Pour elle, cette méthode ne règle pas le problème du harcèlement scolaire. « Que l’on puisse avoir des outils, comme la MPP, à un moment donné, pour travailler sur telle et telle question, ça peut être pertinent ponctuellement, expose-t-elle. Mais ça ne fait pas changer un système dans le fond. »

Le côté « Kit harcèlement », applicable à tous les établissements, ne fait pas non plus l’unanimité. « Dans un collège avec 200 gamins en zone rurale, qui sont dispatchés, et dans un collège de type centre-ville avec 600 gamins, je ne vois pas pourquoi le même programme marcherait, ce ne sont pas les mêmes problématiques », conclut Johanna Dagorn.

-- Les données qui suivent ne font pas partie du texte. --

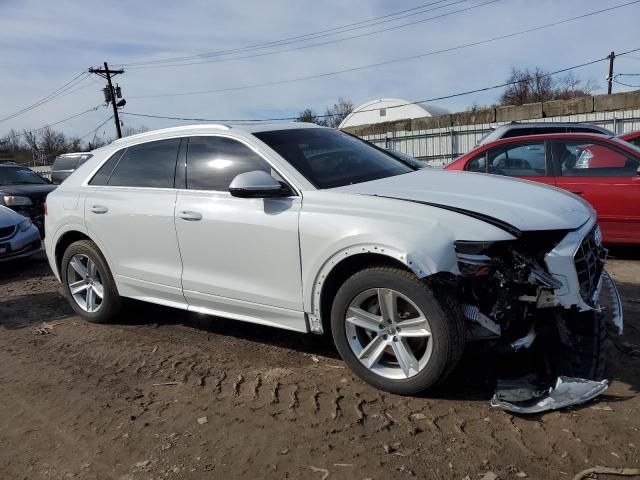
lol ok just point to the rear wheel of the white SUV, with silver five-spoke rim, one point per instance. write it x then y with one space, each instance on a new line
88 282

Si l’intention est louable, les moyens ne sont pas pour autant mis pour faire de la lutte contre le harcèlement une priorité. « Ce qui est pertinent, c’est de se préoccuper des questions de harcèlement. Mais c’est un peu comme tous les programmes qui se mettent en place à l’Éducation nationale, c’est très médiatisé à un moment donné et ensuite, ça n’est pas forcément bien utilisé dans les écoles, par manque de temps et de moyens », regrette Guislaine David.